Mastering MongoDB: Top 5 Essential Aggregation Pipelines

Mastering MongoDB: Top 5 Essential Aggregation Pipelines

Unleashing the Power of Data Processing in MongoDB

Introduction

MongoDB is a leading NoSQL database with a schema-less nature, and the ability to handle large volumes of data for modern web applications.

Today MongoDB is been used in:

  • Streamline building AI-enriched applications.

  • Video Games that are global, reliable, and scalable.

  • Real-time analytical views of all the most important data.

  • Analyze and act on data from the physical world i.e. Internet of Things (IoT).

  • Store, edit, and present all types of content management.

Prerequisites

Basic knowledge of MongoDB. You can install MongoDB version 6.0 from here and can also use the MongoDB Atlas to try out these examples.

You can run the examples by using the MongoDB Playground.

What is Aggregation and its pipelines?

Aggregation:

MongoDB inherits capabilities to perform complex transformations and calculations, extracting meaningful information we need to aggregate data.

Aggregation simply refers to the process of collecting and processing data to produce a single consolidated output or result. E.g. calculating the sum, average, count, or other statistical measures from the dataset.

Aggregation Pipelines:

In MongoDB, the aggregation pipeline processes documents i.e. the data records, and returns computed results. A pipeline is made up of one or more stages, and each stage transforms the data i.e. documents as it moves through the pipeline.

The basic flow for any aggregation looks something like this as shown in the image below.

monogodb-aggregation-pipeline-diagram

This framework allows for flexible, complex, and powerful operations on data, enabling complex queries and data transformations to be performed directly in databases.

Top 5 Essential Aggregation Pipelines

The top 5 essential aggregation pipelines which every MongoDB developer should know are

  • $match

  • $group

  • $project

  • $lookup

  • $unwind

We will discuss each aggregation in detail - from prototype form i.e. syntax to examples in the following context. We will be using some sample datasets, so let's deep dive into this.

Sample Dataset

Let's imagine we are handling data for an e-commerce platform. Below is the sample dataset for the products and orders collection to understand the top 5 essential aggregation pipelines.

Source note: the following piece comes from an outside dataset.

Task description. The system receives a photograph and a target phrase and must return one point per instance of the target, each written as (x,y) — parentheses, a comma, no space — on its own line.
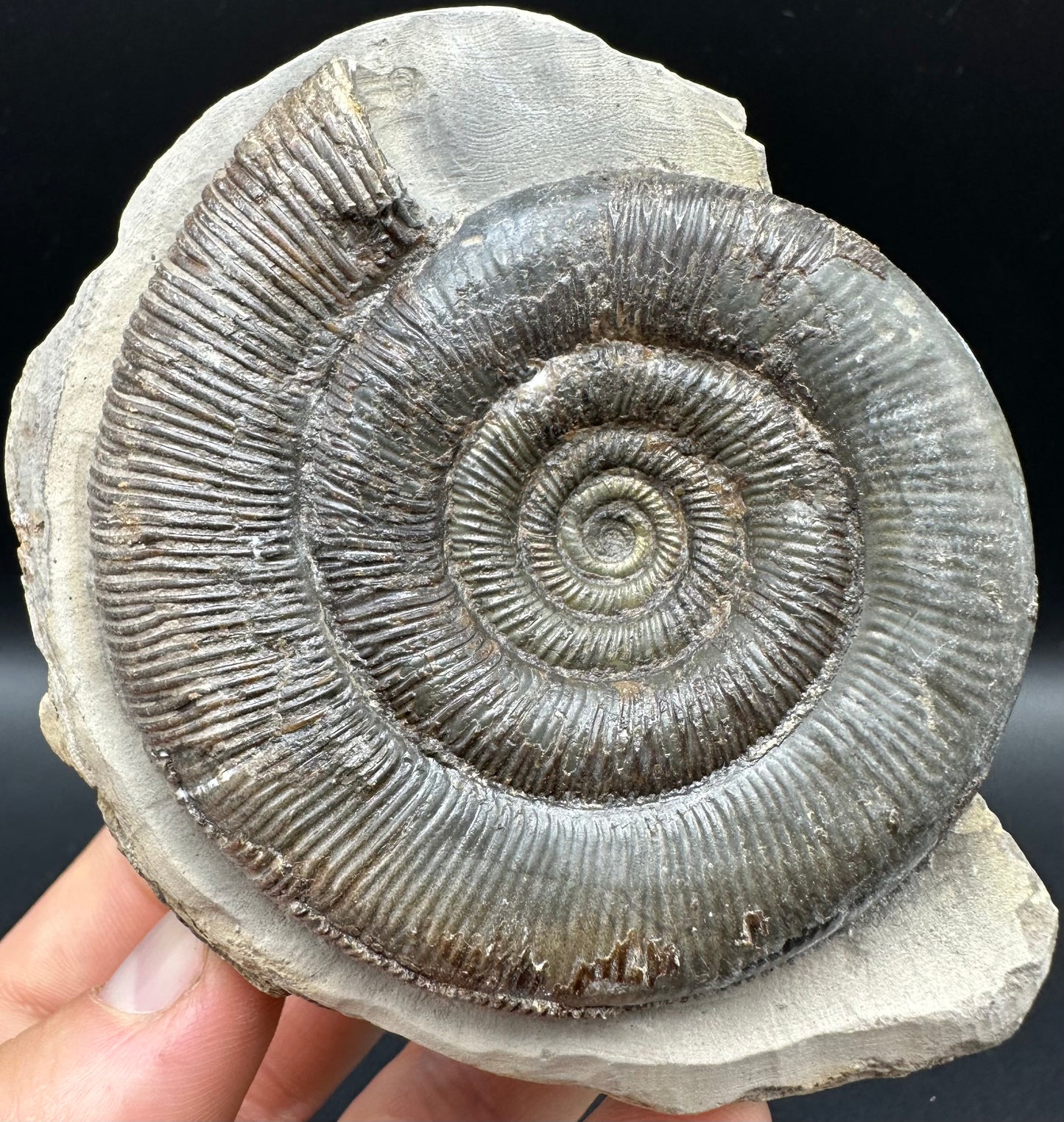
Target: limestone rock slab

Sample Dataset for products collection:

// Products Collection
[
    {
        "_id": 101,
        "productName": "Laptop",
        "brand": "TechCorp",
        "specs": ["16GB RAM", "512GB SSD", "Intel i7"]
    },
    {
        "_id": 102,
        "productName": "Headphones",
        "brand": "AudioTech",
        "specs": ["Noise Cancelling", "Bluetooth", "8hr Battery"]
    },
    {
        "_id": 103,
        "productName": "Mouse",
        "brand": "TechCorp",
        "specs": ["Wireless", "Optical"]
    },
    {
        "_id": 104,
        "productName": "Keyboard",
        "brand": "TechWorks",
        "specs": ["Mechanical", "RGB Backlit"]
    }
]

Sample dataset for orders collection:

// Orders Collection
[
    {
        "_id": 1,
        "customerName": "Alice",
        "productId": 101,
        "quantity": 2,
        "price": 1000,
        "orderDate": "2023-08-01",
        "shippingCity": "New York"
    },
    {
        "_id": 2,
        "customerName": "Bob",
        "productId": 102,
        "quantity": 5,
        "price": 50,
        "orderDate": "2023-08-05",
        "shippingCity": "Los Angeles"
    },
    {
        "_id": 3,
        "customerName": "Charlie",
        "productId": 101,
        "quantity": 1,
        "price": 1000,
        "orderDate": "2023-08-05",
        "shippingCity": "New York"
    },
    {
        "_id": 4,
        "customerName": "Alice",
        "productId": 103,
        "quantity": 3,
        "price": 20,
        "orderDate": "2023-08-08",
        "shippingCity": "Boston"
    },
    {
        "_id": 5,
        "customerName": "Eve",
        "productId": 104,
        "quantity": 1,
        "price": 70,
        "orderDate": "2023-08-09",
        "shippingCity": "San Francisco"
    }
]

Please note: productId in orders collection refers to the product's _id

$match

Filters the documents to pass only the document that matches the specified condition(s) to the next pipeline stage.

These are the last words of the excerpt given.